Today, our users started seeing connectivity errors when trying to connect to most Microsoft on-line services like Hotmail, Onedrive, Outlook, Microsoft Live, and even the https version of the Bing search engine. The culprit? misconfigured servers on Microsoft's side, specifically their so-called "stapled OCSP responses".
Now, this gets technical rather quickly, so a quick summary of what this is all about:
[...]
What happened is that servers for the domains mentioned did not use the correct certificate chain to sign their stapled OCSP responses. As a result, connections to the related https servers started to fail. But, notably, only from browsers using NSS (like Pale Moon and Firefox). Chrome didn't complain (more on that later). Edge was apparently also fine, but I haven't looked into why that is, myself.From a browser's point of view, this should be considered (very) bad, because it looks like some other party (not being the authority that issued the certificate) is trying to tell the browser that a certificate isn't revoked.
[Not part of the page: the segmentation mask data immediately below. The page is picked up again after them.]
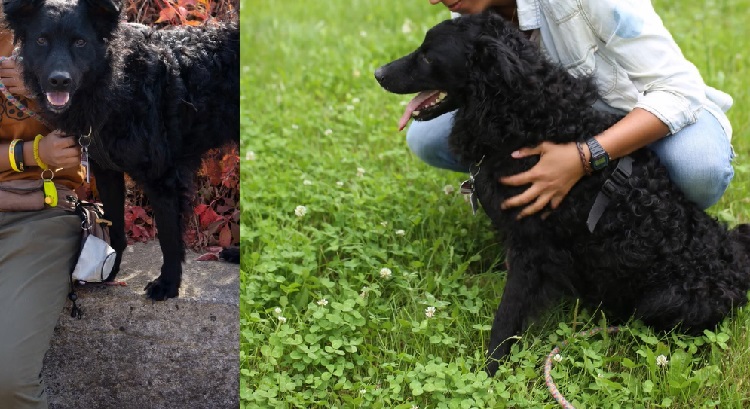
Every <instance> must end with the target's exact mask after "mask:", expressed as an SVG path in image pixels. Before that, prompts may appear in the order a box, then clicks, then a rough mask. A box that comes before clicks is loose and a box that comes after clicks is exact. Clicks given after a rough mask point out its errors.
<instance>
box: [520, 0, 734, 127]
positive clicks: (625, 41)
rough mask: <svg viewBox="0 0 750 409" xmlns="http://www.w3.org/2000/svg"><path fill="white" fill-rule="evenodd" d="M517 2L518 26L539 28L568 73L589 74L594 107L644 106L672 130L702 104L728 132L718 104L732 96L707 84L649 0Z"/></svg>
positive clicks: (727, 126) (541, 33)
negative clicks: (518, 22)
mask: <svg viewBox="0 0 750 409" xmlns="http://www.w3.org/2000/svg"><path fill="white" fill-rule="evenodd" d="M517 6H518V21H519V26H520V28H521V30H524V31H526V30H538V32H539V36H538V37H539V38H540V40H541V41H540V47H541V50H542V52H543V53H544V54H545V55H546V56H547V57H548V58H549V59H551V60H552V61H556V62H559V63H560V64H561V65H562V66H563V67H564V68H565V69H567V70H568V72H570V73H572V74H573V75H576V76H581V75H593V76H594V77H595V79H596V83H597V85H598V87H599V93H600V96H601V101H599V102H598V103H597V104H596V105H595V106H597V107H598V108H600V109H608V110H611V109H614V110H617V111H620V112H621V113H626V112H630V111H632V110H633V108H642V109H645V110H647V111H649V112H651V113H652V114H654V115H655V116H656V117H657V118H659V119H660V120H661V121H662V122H664V124H666V125H667V126H668V127H669V130H670V133H672V134H674V133H677V132H678V131H679V130H680V129H682V128H683V127H685V126H687V125H690V124H693V123H694V122H695V121H696V119H697V117H698V113H699V112H700V111H701V110H702V109H707V110H709V111H711V113H712V114H713V115H714V116H715V117H716V118H717V119H718V120H719V122H720V123H721V124H722V126H723V127H724V130H725V131H726V133H727V136H728V137H730V138H731V134H732V130H731V126H730V124H729V120H728V119H727V118H726V115H725V114H724V111H726V110H728V109H729V108H730V107H731V105H732V98H731V97H730V96H729V95H727V94H725V93H723V92H721V91H718V90H716V89H714V88H711V87H708V86H706V84H705V83H704V82H703V78H702V77H701V75H700V73H699V72H698V69H697V68H696V67H695V66H694V65H693V64H692V63H691V62H690V61H688V60H687V59H686V58H685V57H684V56H683V54H682V51H681V50H680V48H679V47H678V46H677V43H675V41H674V39H673V38H672V35H671V34H670V33H669V31H667V29H666V28H665V27H664V24H663V23H662V21H661V18H659V16H658V15H657V13H656V11H655V10H654V8H653V6H652V5H651V2H650V1H649V0H517ZM533 38H534V37H532V39H533Z"/></svg>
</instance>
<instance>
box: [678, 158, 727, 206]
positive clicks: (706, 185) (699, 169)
mask: <svg viewBox="0 0 750 409" xmlns="http://www.w3.org/2000/svg"><path fill="white" fill-rule="evenodd" d="M691 170H692V172H691V176H690V177H689V178H684V180H682V181H676V182H678V185H682V186H680V187H681V188H682V191H683V192H684V193H685V196H687V198H688V199H690V200H692V201H693V202H695V203H696V204H697V205H698V206H700V208H701V209H707V208H709V207H711V206H713V205H714V204H716V202H718V201H719V199H721V197H722V196H723V195H724V192H725V191H726V190H727V188H728V187H729V183H730V182H731V181H732V178H733V177H734V169H733V168H732V166H731V164H728V163H722V162H719V161H715V162H711V161H703V162H700V163H699V164H694V167H693V168H692V169H691Z"/></svg>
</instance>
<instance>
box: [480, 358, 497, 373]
mask: <svg viewBox="0 0 750 409" xmlns="http://www.w3.org/2000/svg"><path fill="white" fill-rule="evenodd" d="M499 368H500V362H498V361H497V360H496V359H492V358H488V359H487V361H486V362H485V367H484V371H485V372H487V375H488V376H489V377H490V378H492V377H493V376H495V374H496V373H497V370H498V369H499Z"/></svg>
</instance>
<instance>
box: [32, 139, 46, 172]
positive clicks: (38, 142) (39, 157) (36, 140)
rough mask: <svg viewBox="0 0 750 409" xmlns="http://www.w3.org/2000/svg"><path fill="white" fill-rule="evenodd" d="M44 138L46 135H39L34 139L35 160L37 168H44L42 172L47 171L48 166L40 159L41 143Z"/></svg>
mask: <svg viewBox="0 0 750 409" xmlns="http://www.w3.org/2000/svg"><path fill="white" fill-rule="evenodd" d="M42 138H44V135H42V134H39V135H37V136H35V137H34V160H35V161H36V164H37V166H39V167H40V168H42V170H47V164H46V163H44V162H42V159H41V158H40V157H39V141H41V140H42Z"/></svg>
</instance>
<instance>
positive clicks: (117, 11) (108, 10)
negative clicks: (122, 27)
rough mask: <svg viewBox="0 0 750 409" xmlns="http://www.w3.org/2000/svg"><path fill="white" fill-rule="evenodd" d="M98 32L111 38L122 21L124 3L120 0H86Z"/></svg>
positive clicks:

This party could be an attacker that is trying to use a revoked (mis-issued) certificate, for example.
Now, considering all browsers can be expected to support stapled responses, this highlighted a rather disturbing security issue with mainstream browsers: Apparently, only Pale Moon and Firefox (and rebuilds) are doing the correct thing.
https://forum.palemoon.org/viewtopic.php?f=1&t=15823
(Score: 2) by LoRdTAW on Wednesday May 31 2017, @12:42PM (1 child)
They simply optimized the hell out of it:
return(page)
(Score: 1, Interesting) by Anonymous Coward on Wednesday May 31 2017, @02:26PM
This makes me wonder how much recent improvements on browser speed benchmarks is due to convoluted ways of making the browser less secure.